Bücher: „Fingerpüppchen häkeln & nähen“ von Jana Tröger

Als ich im Frühjahr in der Verlagsvorschau von Freies Geistesleben das Buch „Fingerpüppchen häkeln & nähen“ von Jana Tröger entdeckte, machte meinen Herz einen großen Hüpfer. Zum einen, weil es eher selten vorkommt, dass ein neues, vielversprechendes Anleitungsbuch erscheint. Zum anderen, weil das Cover so fröhlich, leicht und verspielt daherkommt und auf einem Bild alles zusammenbringt, worum es mir beim Puppenmachen geht.

Man sieht darauf ein Kind mit offenem Blick und einem vergnüglichen Lächeln im Gesicht, das auf den Fingern seiner zum Spiel ausgestreckten Hand fünf Püppchen sitzen hat. Die Zwerge Pippa und Pelle sind dabei, unverkennbar Pippi Langstrumpf mit ihrem gelben Kleid und den roten Zöpfen sowie zwei weitere Charaktere, die mit nur einem Fingerknick zum Leben erweckt werden können. So einfach ist es, miteinander ins Spielen zu kommen. Und genauso einfach ist es im Grunde auch, diese Püppchen herzustellen.
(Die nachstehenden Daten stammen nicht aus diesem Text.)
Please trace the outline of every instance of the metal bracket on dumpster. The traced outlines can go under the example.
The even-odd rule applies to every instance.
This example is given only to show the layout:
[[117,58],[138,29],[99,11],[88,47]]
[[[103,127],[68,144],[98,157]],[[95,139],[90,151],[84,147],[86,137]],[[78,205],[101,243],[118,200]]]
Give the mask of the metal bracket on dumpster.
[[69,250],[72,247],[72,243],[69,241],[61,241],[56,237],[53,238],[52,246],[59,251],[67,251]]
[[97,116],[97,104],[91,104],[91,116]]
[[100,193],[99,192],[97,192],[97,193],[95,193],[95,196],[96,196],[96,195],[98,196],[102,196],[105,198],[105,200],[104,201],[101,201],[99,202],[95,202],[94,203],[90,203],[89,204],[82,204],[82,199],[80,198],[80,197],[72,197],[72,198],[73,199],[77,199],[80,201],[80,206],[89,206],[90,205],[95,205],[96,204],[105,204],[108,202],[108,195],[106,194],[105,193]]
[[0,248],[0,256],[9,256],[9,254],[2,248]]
Die Autorin Jana Tröger ist eine Meisterin ihres Fachs und macht mit dem liebevoll gestalteten Buch große Lust, eine kunterbunte Fingerpuppenwelt entstehen zu lassen. Dafür braucht es keine supertoll ausgestattete Werkstatt, sondern nur ein paar Basics wie Handarbeitsutensilien, Schafwolle und Puppentrikot und einen kleinen Schatz aus Stoffen und Garnen, Reste sind hier willkommen.

Das Buch enthält nicht nur genaue Text- und Bildanleitungen, Schnittmuster und Beispiele, sondern auch theoretisches Futter zur pädagogischen Bedeutung und den Möglichkeiten dieser kleinen Püppchen, Anregungen für Fingerpuppenspiele, Aufbewahrung und Dekoration sowie Reinigung und Reparatur.
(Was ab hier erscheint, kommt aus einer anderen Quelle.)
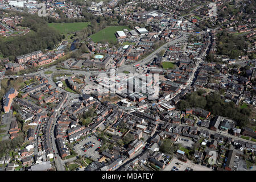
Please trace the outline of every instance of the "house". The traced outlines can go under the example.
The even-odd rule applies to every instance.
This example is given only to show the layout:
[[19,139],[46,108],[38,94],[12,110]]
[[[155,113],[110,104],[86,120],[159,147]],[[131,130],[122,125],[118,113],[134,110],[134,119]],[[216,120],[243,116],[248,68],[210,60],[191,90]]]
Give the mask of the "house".
[[243,130],[243,131],[242,131],[241,133],[242,135],[254,138],[256,137],[256,133],[253,129],[245,127]]
[[240,159],[239,151],[234,149],[229,151],[226,166],[225,170],[226,171],[236,171]]
[[228,131],[229,127],[229,122],[227,119],[224,119],[220,125],[220,129],[223,131]]
[[22,164],[23,166],[31,166],[32,158],[30,156],[26,158],[24,158],[22,160]]
[[212,140],[210,143],[210,148],[216,149],[217,146],[218,145],[218,142],[216,140]]
[[34,130],[32,129],[29,129],[27,131],[27,139],[30,141],[34,140]]
[[29,144],[25,147],[28,151],[30,151],[31,149],[34,148],[34,145]]
[[5,158],[5,163],[9,164],[11,160],[11,157],[9,155],[6,155]]
[[18,132],[20,130],[18,127],[18,122],[16,120],[14,120],[11,122],[9,130],[11,139],[18,136]]
[[5,94],[3,98],[3,110],[5,113],[8,113],[10,111],[13,100],[18,96],[18,92],[13,88],[11,89]]
[[234,135],[237,136],[240,136],[240,133],[241,133],[241,129],[238,129],[236,127],[233,129],[233,133],[234,134]]
[[133,133],[133,136],[134,139],[141,139],[141,138],[142,138],[142,131],[137,130],[136,131]]
[[0,158],[0,164],[5,164],[5,157],[2,156],[1,158]]
[[220,125],[222,118],[222,117],[220,115],[216,117],[212,122],[212,126],[210,127],[210,130],[215,131],[217,131],[217,129],[218,129],[218,126]]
Vorkenntnisse braucht es keine, auch nicht besonders viel Geschick oder Kunstfertigkeit. Denn eines macht dieses Buch ganz deutlich und deshalb berührt es mich auch so sehr: Beim Puppenmachen geht es nicht um das perfekte Ergebnis, sondern darum, aus dem Herzen für unsere Kinder, unsere Mitmenschen zu kreieren und Erfahrungen von Verbundenheit zu ermöglichen. Dafür sind diese kleinen, schlicht-und-einfachen Püppchen wunderbar geeignet. Mein Liebling ist übrigens der Marienkäfer Mary von Seite 84, der mein Erstlingswerk werden wird.
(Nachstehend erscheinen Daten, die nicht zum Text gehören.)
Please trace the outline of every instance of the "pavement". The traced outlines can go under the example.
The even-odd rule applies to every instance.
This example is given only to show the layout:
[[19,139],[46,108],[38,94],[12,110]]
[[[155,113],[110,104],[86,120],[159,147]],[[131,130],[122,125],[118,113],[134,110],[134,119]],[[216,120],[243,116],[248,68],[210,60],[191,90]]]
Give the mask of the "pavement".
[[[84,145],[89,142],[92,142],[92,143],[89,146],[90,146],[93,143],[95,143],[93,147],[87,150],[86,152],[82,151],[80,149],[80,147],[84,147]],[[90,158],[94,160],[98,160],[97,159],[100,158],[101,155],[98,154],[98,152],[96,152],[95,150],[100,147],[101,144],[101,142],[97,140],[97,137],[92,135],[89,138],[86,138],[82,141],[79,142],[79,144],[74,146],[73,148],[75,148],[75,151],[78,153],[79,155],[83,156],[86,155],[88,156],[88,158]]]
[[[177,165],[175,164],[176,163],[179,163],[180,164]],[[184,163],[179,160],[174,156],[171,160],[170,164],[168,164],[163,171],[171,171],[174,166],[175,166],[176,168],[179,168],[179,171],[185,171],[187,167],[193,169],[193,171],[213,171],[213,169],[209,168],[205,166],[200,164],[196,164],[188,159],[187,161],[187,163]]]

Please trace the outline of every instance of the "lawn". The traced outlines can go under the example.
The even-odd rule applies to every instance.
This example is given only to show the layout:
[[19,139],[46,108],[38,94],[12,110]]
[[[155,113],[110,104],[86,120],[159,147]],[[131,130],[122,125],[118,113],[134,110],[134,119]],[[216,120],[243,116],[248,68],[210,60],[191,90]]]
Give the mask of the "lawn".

Nach ihren Lieblingen habe ich auch die Autorin gefragt. Hier ein kleines Interview, in dem ihr mehr über sie und ihr Schaffen erfahrt:

Was ist dein Hintergrund als Puppenmacherin? Wie bist du zu diesem Handwerk gekommen?

Bereits als kleines Kind beobachtete ich meine Mutter, wie sie Puppen herstellte, die sie später auf dem Herbstmarkt an unserer Waldorfschule verkaufte und die immer sehr beliebt waren. So wurde mehrmals im Jahr das Wohnzimmer für ein paar Tage in einen Werkraum umgewandelt. Überall lagen Stoffe, Schafwolle, Sisaldraht und fertige und unfertige Puppen herum. Ich wuchs also mit diesem Handwerk auf und lernte dabei schon früh, Puppen selbst herzustellen.

Was schätzt du besonders am Puppenmachen?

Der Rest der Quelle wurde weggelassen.